Aber das Mysteriöse, das Unheimliche lässt nicht lange auf sich warten:
"Die Vorhänge zugezogen. Ein Businesszentrum steht geschrieben."
"Die Vorhänge zugezogen"

"Ein Businesszentrum steht geschrieben"

Eine etwas merkwürdige Beschreibung für ein ganz normales Metallschild mit der Aufschrift: Geschäftszentrum, Savushkina Nr. 55. Aber "steht geschrieben" klingt so schön nach Mysterium.
"Nichts weiter deutet auf das Innenleben hin. Die Meisten, die hier arbeiten sind jung, 18 - 20, vielleicht."
 Die Kamera zeigt drei Frauen, wie sie einem Kleinbus entsteigen. Eine telefoniert mit dem Handy und wie um die Geheimhaltung an diesem Ort zu dokumentieren, verdeckt die Frau ihren Mund mit der Hand, damit niemand das Gesagte von den Lippen ablesen kann, wie in einem schlechten amerikanischen Krimi.

 Eine andere Frau, den Kopf durch ein Tuch verhüllt um nicht erkannt zu werden, in der Statur nicht unähnlich Frau Atai, schlüpft durch eine Glastür in das Innere des Gebäudes:
"Niemand will erzählen, was genau er hier macht."
 Aber kein Schweigen kann so eisern sein, als dass es nicht von Miss Investigativ, Golineh Atai aufgebrochen würde.

Umschnitt: Die Kamera zeigt uns einen Mann in gestreiftem Hemd, an der Knopfleiste ein Mikrofon, an einem Schreibtisch sitzend, wie er etwas in ein Laptop tippt.
"Marat bewarb sich dort als Troll. Einen Vertrag gab es nicht. Das Gehalt bar auf die Hand. Zwölf-Stunden-Schichten, kaum Gespräche. Wer zu spät kam zahlte Bussgelder."
 Golineh Atai verschweigt uns den Nachnahmen des Mannes. In Geheimdienstkreisen, das wissen wir aus unzähligen Agentenfilmen, werden keine Namen genannt. Dort muss der Vorname reichen. Vielleicht verrät uns Atai aber auch deswegen den Namen nicht, weil nicht so klar ist, wie der Mann wirklich heisst. Im März nannte der Schweizer "Tagesanzeiger" ihn Marat Burkhard. Auch in anderen Publikationen wird dieser Name genannt.

 Aber der Mann taucht schon einmal im "Tagesanzeiger" auf. Damals, anscheinend noch nicht in Putins Diensten in geheimer Mission unterwegs. Nämlich am 05. August 2010. Diesmal trägt er den Namen Marat Mindiyarov und er berichtet über das Leben in Moskau während der grossen Waldbrände, die damals rund um die Stadt tobten. Er habe, so teilt uns der "Tagesanzeiger" damals mit, von 2006 bis 2010 in der Schweiz, im Kanton Bern gelebt. Zur Zeit, also im August 2010 arbeitete er in Moskau in einem Hostel und als Touristen Guide.

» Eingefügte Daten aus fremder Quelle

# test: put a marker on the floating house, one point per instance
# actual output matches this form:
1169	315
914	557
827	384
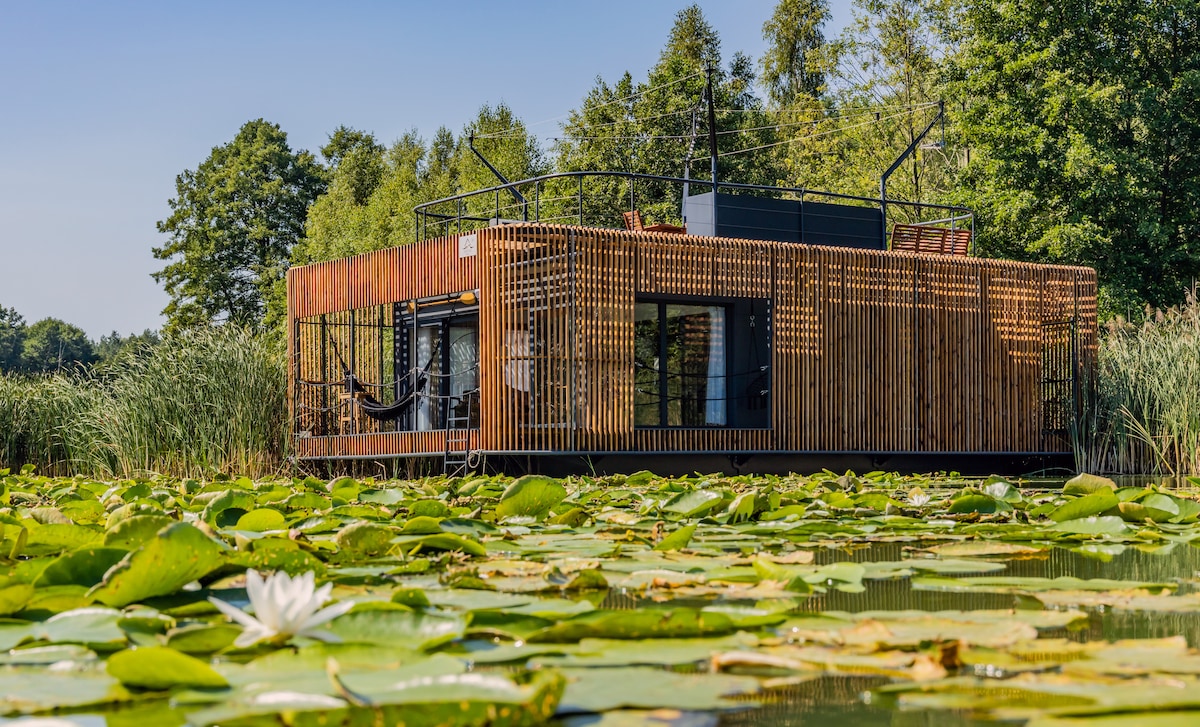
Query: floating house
771	331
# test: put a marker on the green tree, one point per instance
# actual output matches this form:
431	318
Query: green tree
882	94
52	344
364	211
12	338
660	126
114	347
233	226
793	67
1085	140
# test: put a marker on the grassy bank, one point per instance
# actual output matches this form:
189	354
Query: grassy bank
198	403
214	401
1146	414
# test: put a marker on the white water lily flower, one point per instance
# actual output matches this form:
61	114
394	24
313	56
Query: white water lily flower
283	607
917	497
997	490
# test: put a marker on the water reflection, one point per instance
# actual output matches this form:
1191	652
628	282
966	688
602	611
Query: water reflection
839	701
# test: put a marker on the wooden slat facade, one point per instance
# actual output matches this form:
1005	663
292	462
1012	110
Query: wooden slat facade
870	352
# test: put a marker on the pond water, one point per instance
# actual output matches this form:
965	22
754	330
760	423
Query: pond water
697	602
849	701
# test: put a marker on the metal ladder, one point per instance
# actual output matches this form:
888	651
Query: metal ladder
457	432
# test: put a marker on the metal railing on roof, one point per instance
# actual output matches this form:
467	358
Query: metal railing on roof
573	198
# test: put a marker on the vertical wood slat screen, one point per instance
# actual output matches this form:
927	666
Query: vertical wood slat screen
325	302
873	352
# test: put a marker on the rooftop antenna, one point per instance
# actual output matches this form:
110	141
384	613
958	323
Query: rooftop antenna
712	139
516	194
940	118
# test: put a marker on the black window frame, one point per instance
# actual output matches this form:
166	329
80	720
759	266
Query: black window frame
748	349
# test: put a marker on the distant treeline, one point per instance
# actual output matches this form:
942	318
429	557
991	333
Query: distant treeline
1071	131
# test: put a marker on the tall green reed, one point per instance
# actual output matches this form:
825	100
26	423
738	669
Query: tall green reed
199	402
1146	415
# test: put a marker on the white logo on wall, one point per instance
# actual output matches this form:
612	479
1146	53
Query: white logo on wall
467	246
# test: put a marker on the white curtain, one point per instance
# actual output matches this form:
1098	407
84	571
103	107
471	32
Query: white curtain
715	406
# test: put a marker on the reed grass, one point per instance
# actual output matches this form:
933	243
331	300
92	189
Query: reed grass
1146	414
198	403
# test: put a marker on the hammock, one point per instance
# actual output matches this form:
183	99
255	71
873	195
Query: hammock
373	407
381	412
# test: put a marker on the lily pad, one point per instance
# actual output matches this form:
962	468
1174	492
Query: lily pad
177	556
161	668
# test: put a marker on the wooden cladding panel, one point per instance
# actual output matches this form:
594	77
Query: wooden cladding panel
870	350
419	270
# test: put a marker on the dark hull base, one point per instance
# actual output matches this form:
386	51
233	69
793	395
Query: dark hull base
966	463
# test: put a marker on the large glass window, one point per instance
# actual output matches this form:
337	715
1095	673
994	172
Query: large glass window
702	364
444	366
681	361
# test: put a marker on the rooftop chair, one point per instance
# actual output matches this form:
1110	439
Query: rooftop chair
928	239
634	223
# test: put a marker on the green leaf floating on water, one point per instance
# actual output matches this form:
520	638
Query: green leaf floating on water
1014	583
13	598
642	623
177	556
677	540
472	698
1086	506
977	503
262	520
85	566
532	496
405	629
1086	484
694	503
604	689
132	532
161	668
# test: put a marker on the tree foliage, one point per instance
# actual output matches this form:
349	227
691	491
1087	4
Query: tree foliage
1085	139
793	66
233	224
372	190
12	338
660	126
52	344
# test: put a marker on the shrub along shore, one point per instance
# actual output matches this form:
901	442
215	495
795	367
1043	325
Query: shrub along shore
215	401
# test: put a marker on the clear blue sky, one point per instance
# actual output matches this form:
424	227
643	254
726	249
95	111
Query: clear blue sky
106	102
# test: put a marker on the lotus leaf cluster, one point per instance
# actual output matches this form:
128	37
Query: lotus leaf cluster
635	600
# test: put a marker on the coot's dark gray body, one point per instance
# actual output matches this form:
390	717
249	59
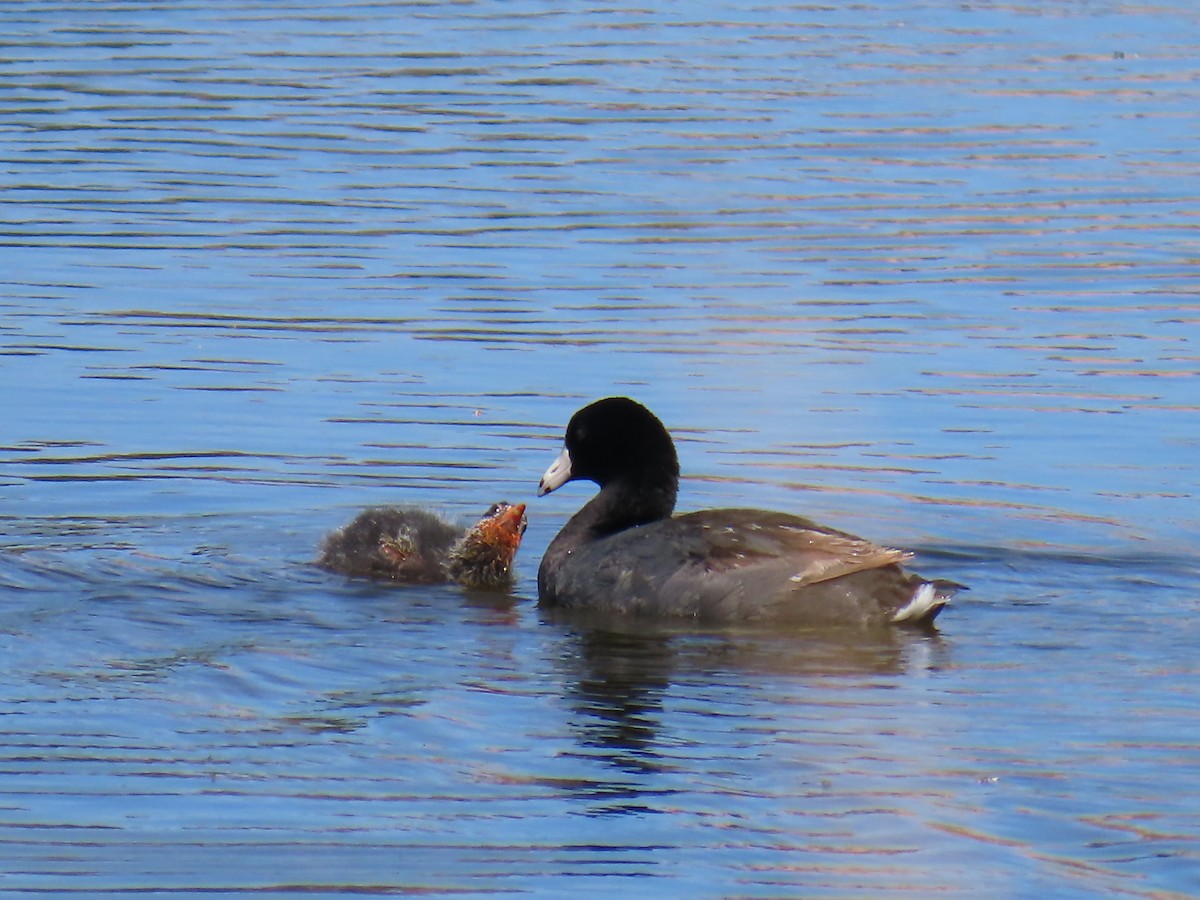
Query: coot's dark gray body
624	553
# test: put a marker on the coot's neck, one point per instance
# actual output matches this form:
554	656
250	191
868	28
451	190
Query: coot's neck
621	504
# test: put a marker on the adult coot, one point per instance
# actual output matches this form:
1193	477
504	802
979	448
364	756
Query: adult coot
418	547
624	553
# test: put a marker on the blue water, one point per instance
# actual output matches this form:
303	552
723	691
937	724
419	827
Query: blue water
924	271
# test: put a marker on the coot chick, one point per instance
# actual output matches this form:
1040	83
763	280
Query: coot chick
624	555
418	547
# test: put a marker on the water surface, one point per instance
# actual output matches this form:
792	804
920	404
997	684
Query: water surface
924	271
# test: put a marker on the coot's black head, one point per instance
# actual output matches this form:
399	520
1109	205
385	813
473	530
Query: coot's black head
615	439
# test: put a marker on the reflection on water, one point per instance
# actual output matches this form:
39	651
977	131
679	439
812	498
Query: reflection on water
923	273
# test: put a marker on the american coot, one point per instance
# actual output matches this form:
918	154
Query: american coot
417	547
624	553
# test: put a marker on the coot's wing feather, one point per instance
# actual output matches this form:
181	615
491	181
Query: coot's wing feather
727	564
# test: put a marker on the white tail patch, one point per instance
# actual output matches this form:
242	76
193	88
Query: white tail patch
925	601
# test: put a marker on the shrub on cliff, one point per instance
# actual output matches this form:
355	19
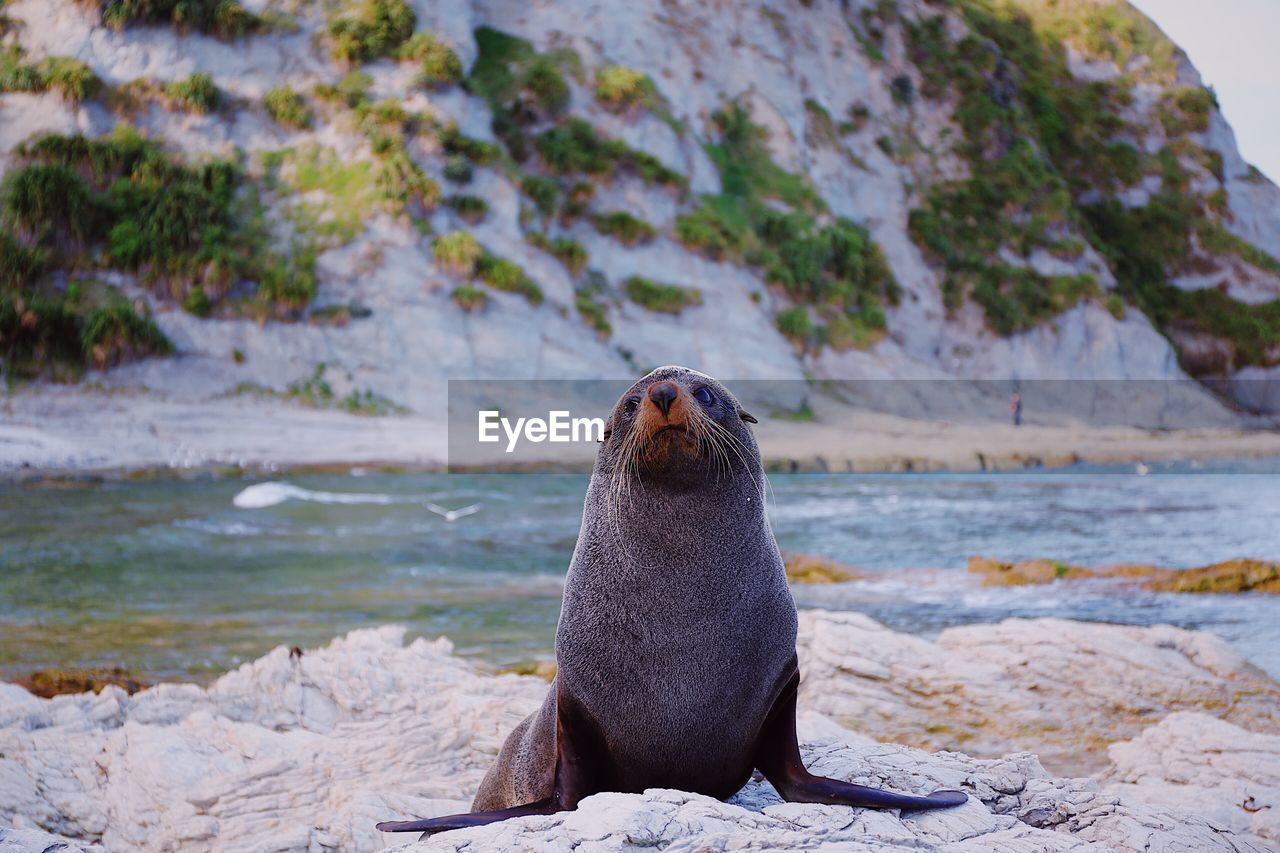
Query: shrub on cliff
195	92
439	65
663	299
220	18
370	30
287	108
124	201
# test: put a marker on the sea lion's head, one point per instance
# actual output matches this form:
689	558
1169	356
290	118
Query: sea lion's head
680	427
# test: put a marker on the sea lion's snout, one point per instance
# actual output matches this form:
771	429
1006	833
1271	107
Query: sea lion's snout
677	425
663	393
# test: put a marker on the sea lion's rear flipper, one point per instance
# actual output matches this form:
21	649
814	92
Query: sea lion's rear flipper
777	756
432	825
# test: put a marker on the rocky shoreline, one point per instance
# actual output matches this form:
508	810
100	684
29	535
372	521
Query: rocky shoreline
77	432
1146	738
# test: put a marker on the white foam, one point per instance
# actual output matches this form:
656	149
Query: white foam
264	495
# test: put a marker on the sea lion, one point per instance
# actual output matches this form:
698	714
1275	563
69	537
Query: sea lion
676	646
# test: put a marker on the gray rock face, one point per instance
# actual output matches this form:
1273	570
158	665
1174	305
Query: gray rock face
698	60
309	752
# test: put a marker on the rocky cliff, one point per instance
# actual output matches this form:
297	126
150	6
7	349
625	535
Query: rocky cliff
346	203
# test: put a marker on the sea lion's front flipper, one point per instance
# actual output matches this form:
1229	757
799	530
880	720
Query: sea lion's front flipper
432	825
777	756
580	769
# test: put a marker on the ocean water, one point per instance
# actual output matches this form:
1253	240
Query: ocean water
186	578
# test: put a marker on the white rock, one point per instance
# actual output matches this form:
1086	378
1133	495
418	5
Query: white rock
310	752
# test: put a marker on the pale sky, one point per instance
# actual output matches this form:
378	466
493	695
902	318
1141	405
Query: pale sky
1234	46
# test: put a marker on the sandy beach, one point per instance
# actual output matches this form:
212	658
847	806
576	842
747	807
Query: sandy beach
53	429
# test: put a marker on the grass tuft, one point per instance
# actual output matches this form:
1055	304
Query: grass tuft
287	108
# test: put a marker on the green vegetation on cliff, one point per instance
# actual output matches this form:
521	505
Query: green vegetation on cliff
71	77
836	267
220	18
190	231
1038	140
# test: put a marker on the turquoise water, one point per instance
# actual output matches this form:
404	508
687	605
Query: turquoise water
170	579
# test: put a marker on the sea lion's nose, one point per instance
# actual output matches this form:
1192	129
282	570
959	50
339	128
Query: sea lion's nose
662	396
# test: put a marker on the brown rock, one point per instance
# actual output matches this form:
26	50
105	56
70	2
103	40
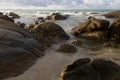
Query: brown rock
49	33
93	27
57	16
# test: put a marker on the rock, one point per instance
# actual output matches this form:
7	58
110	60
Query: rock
5	17
67	48
40	18
57	16
18	49
114	14
113	36
108	70
85	69
21	24
49	33
1	13
92	28
76	42
13	15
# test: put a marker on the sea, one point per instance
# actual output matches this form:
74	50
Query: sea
50	66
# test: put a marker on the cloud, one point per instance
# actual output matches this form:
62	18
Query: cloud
61	4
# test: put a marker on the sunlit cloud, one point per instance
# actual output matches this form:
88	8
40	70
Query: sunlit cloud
60	4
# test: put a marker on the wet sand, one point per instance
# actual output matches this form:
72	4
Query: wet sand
50	66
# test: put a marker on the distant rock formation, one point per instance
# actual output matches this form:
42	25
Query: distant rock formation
114	14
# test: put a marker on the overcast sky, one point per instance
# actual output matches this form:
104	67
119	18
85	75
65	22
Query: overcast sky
60	4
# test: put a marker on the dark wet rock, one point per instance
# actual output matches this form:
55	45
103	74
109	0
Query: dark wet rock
21	24
76	42
113	36
94	13
92	28
13	15
85	69
114	14
18	49
49	33
57	16
67	48
1	13
5	17
40	18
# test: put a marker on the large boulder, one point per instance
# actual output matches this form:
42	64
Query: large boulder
92	28
13	15
85	69
5	17
57	16
18	49
76	42
114	14
49	33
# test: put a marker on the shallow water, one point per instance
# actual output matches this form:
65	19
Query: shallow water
49	66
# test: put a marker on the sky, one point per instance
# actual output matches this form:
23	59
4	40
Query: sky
59	4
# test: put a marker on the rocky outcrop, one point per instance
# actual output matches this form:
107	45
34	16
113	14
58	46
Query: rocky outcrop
67	48
48	33
85	69
5	17
92	28
76	42
113	36
57	16
18	49
13	15
1	13
114	14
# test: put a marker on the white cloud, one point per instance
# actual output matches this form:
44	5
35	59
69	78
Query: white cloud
61	4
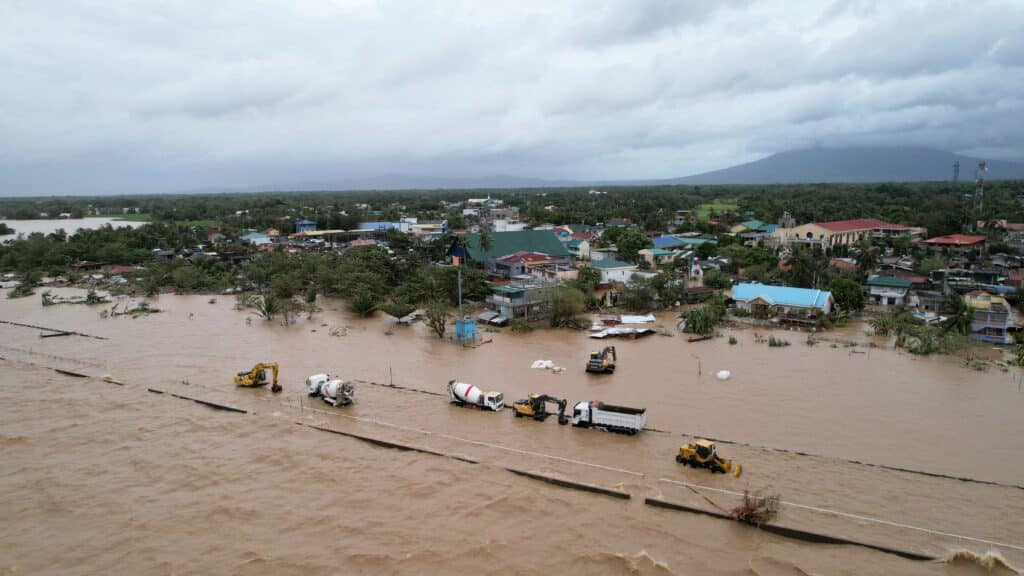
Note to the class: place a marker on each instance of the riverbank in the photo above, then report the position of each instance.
(881, 407)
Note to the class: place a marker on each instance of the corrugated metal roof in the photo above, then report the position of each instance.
(607, 264)
(503, 243)
(781, 295)
(889, 282)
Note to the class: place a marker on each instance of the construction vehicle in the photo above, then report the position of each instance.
(334, 391)
(536, 406)
(701, 454)
(468, 395)
(257, 376)
(609, 417)
(602, 362)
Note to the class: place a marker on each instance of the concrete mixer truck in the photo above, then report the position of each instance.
(334, 392)
(468, 395)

 Im März diesen Jahres berichtet der Tagesanzeiger über den Mann, der nach Golineh Atais Aussage, "ein ehemaliger Geographielehrer" ist:
"Über Burkhard, 40 Jahre alt, ist wenig bekannt. Ein schmaler Blog in radebrechendem Deutsch zeigt, dass er 2006 in Bern Literatur studierte, 2007 Arbeit als Réceptionist in Davos fand und 2011 in einem Vorort von Sankt Petersburg strandete : Ohne Geld, ohne Arbeit, ohne Liebe, in einer Stadt, wo ich nicht leben will, mit einem Leben, das ich nicht haben will. Damals in der Schweiz war sein Traum, Schriftsteller werden."
Zumindest erahnen lassen sich die Gründe für Marats plötzlichen Drang, den westlichen Medien als Kronzeuge für die Putinsche "Trollfabrik" zu dienen.
"Heute, nach der endlosen Schichtarbeit in der Agentur, schrieb er in seinem Blog, er habe nun Stoff für ein Buch",
weiss der Tagesanzeiger. Ein wenig PR kann da schliesslich nicht schaden.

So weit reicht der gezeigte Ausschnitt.